Need a synchronization method for batches of tasks #3553

biddisco · 2018-11-16T09:09:54Z

It frequently occurs that we have loops of the kind

for (int i=0; i<large_number; ++i) {
    hpx::async(task, stuff);
}
wait_here_for_tasks_to_complete();
// access some shared structure that is being modified by the tasks

Examples of this can be seen in tests like the future overhead performance test, the network storage tests and various other places in the code.
https://github.com/STEllAR-GROUP/hpx/blob/6df436bf5b260716aad5663c943c2f7f5d76857e/tests/performance/local/future_overhead.cpp

In some ways this is related to fork_join parallelism since we have to do N lots of work and block on the result. In the future_overhead test we have a wait_each, wait_all and a thread counter implementation. The wait_all version is most well suited to the hpx way of doing things, but is expensive since we must store futures and wait on them. the thread counter implementation is intrusive since it queries the pool at start and at end to ensure no other tasks are running. Another version in my own local tree uses a sliding semaphore, but this requires the user to decorate their task with a decrement of the counter. In other tests, we have used a simepl atomic counter and this also requires modification of the user's task to update the value.
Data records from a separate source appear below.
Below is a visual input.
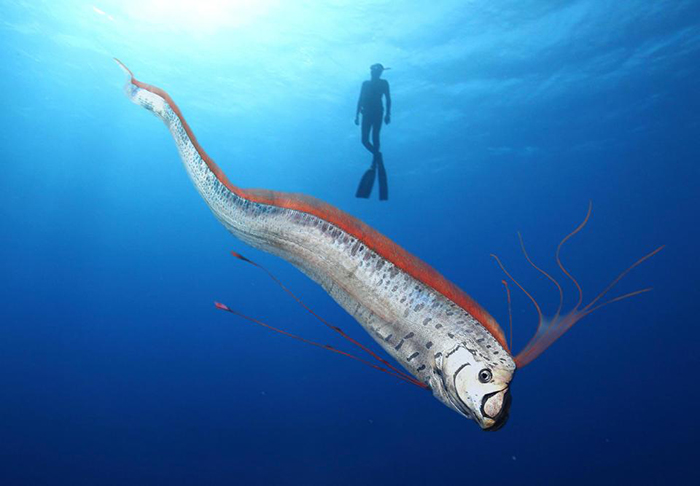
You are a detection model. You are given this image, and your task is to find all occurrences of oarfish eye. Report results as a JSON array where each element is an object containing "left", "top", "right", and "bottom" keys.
[{"left": 478, "top": 368, "right": 492, "bottom": 383}]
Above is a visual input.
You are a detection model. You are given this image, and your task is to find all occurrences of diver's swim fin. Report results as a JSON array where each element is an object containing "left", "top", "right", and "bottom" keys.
[
  {"left": 377, "top": 153, "right": 388, "bottom": 201},
  {"left": 355, "top": 158, "right": 377, "bottom": 198}
]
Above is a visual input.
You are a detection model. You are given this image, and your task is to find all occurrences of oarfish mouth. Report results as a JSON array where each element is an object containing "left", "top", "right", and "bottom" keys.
[{"left": 481, "top": 389, "right": 512, "bottom": 431}]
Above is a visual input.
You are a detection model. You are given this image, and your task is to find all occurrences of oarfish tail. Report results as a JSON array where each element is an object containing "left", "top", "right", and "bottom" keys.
[{"left": 114, "top": 59, "right": 248, "bottom": 232}]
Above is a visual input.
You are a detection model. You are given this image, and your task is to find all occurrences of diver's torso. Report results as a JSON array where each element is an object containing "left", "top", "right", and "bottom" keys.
[{"left": 361, "top": 79, "right": 387, "bottom": 115}]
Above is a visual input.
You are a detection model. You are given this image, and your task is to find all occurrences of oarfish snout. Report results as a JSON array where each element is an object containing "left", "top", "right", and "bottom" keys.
[{"left": 481, "top": 388, "right": 511, "bottom": 431}]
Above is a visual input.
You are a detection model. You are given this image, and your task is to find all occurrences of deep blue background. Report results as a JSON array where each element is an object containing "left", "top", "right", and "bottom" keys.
[{"left": 1, "top": 1, "right": 698, "bottom": 484}]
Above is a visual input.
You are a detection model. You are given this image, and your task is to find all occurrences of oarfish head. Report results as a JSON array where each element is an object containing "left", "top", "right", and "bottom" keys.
[{"left": 438, "top": 345, "right": 515, "bottom": 430}]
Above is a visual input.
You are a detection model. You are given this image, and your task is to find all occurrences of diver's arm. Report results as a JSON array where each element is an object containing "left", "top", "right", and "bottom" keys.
[
  {"left": 384, "top": 81, "right": 391, "bottom": 124},
  {"left": 355, "top": 83, "right": 365, "bottom": 125}
]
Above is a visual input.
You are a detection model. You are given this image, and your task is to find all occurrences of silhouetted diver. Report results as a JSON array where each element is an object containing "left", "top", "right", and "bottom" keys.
[{"left": 355, "top": 63, "right": 391, "bottom": 200}]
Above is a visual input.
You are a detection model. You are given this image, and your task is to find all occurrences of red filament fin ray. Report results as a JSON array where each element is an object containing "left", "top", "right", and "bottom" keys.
[
  {"left": 501, "top": 280, "right": 513, "bottom": 353},
  {"left": 229, "top": 251, "right": 428, "bottom": 388},
  {"left": 509, "top": 204, "right": 663, "bottom": 368},
  {"left": 215, "top": 303, "right": 427, "bottom": 388},
  {"left": 556, "top": 202, "right": 591, "bottom": 311},
  {"left": 518, "top": 232, "right": 564, "bottom": 323},
  {"left": 491, "top": 253, "right": 544, "bottom": 355},
  {"left": 581, "top": 246, "right": 664, "bottom": 313}
]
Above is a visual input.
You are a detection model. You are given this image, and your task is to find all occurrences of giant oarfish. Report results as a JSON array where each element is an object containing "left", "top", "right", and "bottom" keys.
[{"left": 116, "top": 60, "right": 661, "bottom": 430}]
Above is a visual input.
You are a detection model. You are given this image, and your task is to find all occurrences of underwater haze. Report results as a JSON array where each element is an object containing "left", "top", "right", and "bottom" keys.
[{"left": 1, "top": 0, "right": 699, "bottom": 484}]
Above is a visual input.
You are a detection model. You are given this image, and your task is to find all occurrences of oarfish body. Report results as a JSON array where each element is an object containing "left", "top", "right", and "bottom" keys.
[{"left": 117, "top": 61, "right": 515, "bottom": 430}]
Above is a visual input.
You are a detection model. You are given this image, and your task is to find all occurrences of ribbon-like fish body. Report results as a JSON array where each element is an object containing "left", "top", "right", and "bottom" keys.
[{"left": 116, "top": 61, "right": 660, "bottom": 430}]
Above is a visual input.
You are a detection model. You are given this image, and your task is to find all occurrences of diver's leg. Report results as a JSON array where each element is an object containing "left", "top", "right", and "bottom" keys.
[
  {"left": 377, "top": 152, "right": 388, "bottom": 201},
  {"left": 357, "top": 114, "right": 377, "bottom": 198},
  {"left": 356, "top": 162, "right": 377, "bottom": 198},
  {"left": 361, "top": 115, "right": 375, "bottom": 154},
  {"left": 371, "top": 115, "right": 382, "bottom": 154}
]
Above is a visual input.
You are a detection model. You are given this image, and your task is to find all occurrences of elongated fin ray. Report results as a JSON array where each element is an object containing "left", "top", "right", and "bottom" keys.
[
  {"left": 496, "top": 203, "right": 663, "bottom": 368},
  {"left": 518, "top": 232, "right": 564, "bottom": 323},
  {"left": 229, "top": 251, "right": 429, "bottom": 389},
  {"left": 215, "top": 303, "right": 427, "bottom": 388},
  {"left": 500, "top": 280, "right": 513, "bottom": 353},
  {"left": 556, "top": 202, "right": 591, "bottom": 311},
  {"left": 582, "top": 288, "right": 653, "bottom": 316},
  {"left": 491, "top": 254, "right": 544, "bottom": 326},
  {"left": 581, "top": 246, "right": 664, "bottom": 313}
]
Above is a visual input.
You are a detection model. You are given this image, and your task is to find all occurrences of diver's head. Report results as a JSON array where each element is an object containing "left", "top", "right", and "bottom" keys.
[
  {"left": 370, "top": 63, "right": 389, "bottom": 79},
  {"left": 439, "top": 345, "right": 514, "bottom": 430}
]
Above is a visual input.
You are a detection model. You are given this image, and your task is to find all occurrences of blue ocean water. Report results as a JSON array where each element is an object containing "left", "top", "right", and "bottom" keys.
[{"left": 1, "top": 1, "right": 698, "bottom": 484}]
Ideally, we should be able to add tasks (to a thread pool for example) and supply a latch so that we can be signalled when the last one has completed.

const in num_tasks = 1000000;
hpx::lco::latch my_latch(num_tasks);
for  (int i=0; i<num_tasks; ++i) {
    hpx::async(my_latch, task, args);
}
my_latch.wait();

An alternative that uses the existing executor style API

const in num_tasks = 1000000;
hpx::lco::latch my_latch(num_tasks);
for  (int i=0; i<num_tasks; ++i) {
    hpx::async(an_executor.with(my_latch);, task, args);
}
my_latch.wait();

When tasks complete, the existing internal plumbing would decrement the latch.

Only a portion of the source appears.